The Land of Nobody

By Ilhaam Stoloff in collaboration with Brooke Auchincloss

Intention:

This body of work predominantly aims to use large scale macro photographic prints of the biological processes of particular materials which symbolize cultural colonisation.  Additional methodologies are mixed media and sculpture.

 

Idea:

Although endowed with layers of meaning, this exhibition sets out to interrogate two dominant and interrelated issues:

  • First, the phenomenology of the concept Terra Nulius or The Land of Nobody as the basis for cultural colonization.
  • Second, the notion of perception as a living tissue that is true until proven false.

 

Rationale:

Most of the concerns of the artwork were initially developed from the subjective experiences of Stoloff.  In 2000, Stoloff converted from Judaism to Islam. Living with a bi-discoursal identity prompted the realization that her innocent childhood aspiration to return to Israel to pick oranges on a kibbutz was founded on a one-sided understanding of reality.  This compelled Stoloff to begin working with the materials that symbolize her own subjective conflict, and to begin exploring the notion of the ‘land of milk and honey’.

When Stoloff met Auchincloss in 2013, an American artist living and working in South Africa since 2003, a dialogue began between the two artists about the notion of perception as truth.  A synergic process began between the two artists.  Their shared vision to take on the role of disturber through their art and their enthusiasm for the meaning production of the image led to further collaboration where they began to explore and capture the biological processes of additional materials that show perception as a living and evolving organism that reveals hidden stories over time.
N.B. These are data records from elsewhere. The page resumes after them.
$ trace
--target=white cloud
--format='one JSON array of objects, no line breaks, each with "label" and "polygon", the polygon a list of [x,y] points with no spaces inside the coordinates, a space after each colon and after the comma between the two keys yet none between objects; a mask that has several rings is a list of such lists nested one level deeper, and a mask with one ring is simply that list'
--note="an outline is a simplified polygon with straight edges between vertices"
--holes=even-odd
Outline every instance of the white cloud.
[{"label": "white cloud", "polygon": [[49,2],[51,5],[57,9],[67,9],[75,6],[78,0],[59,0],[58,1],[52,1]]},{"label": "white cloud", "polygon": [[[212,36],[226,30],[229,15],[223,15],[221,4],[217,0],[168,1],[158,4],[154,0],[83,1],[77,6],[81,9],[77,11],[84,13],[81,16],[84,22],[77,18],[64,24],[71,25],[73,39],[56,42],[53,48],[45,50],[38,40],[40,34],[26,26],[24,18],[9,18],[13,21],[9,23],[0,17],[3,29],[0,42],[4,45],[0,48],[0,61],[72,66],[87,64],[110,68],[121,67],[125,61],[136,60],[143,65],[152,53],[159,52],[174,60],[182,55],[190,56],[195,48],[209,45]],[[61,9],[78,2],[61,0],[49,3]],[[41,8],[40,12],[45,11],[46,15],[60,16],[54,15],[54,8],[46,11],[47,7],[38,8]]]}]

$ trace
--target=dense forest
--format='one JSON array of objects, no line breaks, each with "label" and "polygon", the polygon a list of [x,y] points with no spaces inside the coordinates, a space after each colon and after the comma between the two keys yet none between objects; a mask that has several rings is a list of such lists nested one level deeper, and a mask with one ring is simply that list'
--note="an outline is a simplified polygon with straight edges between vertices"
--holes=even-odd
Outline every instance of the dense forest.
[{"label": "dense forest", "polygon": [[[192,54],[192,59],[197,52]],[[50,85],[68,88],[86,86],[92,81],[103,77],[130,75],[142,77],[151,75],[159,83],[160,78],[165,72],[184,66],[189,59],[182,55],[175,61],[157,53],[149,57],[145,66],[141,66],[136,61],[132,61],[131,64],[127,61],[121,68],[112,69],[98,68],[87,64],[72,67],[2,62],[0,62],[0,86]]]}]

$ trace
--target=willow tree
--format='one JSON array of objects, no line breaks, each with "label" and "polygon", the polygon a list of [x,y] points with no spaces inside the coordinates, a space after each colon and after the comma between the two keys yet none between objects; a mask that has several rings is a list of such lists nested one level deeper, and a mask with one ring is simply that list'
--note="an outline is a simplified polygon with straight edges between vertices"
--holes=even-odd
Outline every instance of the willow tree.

Auchincloss and Stoloff’s aim is to confront the viewer with the emergence of a new truth in large-scale works like Life After Death where massive prints show human hair piercing through bubbling water and fermented orange juice crystallizing from the surrounding salt.   In the work, The Land of Nobody, images of yoghurt and honeycomb strips sink below lunar layers of combat-coloured furry mould, producing an undeniable transformation from a truthful illusion of richness, flawlessness, luxuriousness and desirability into another one of degeneration, disease, discomfort and uninhabitation.

The exhibition The Land of Nobody seeks to ask critical questions and disturb those whose true illusions remain unexamined.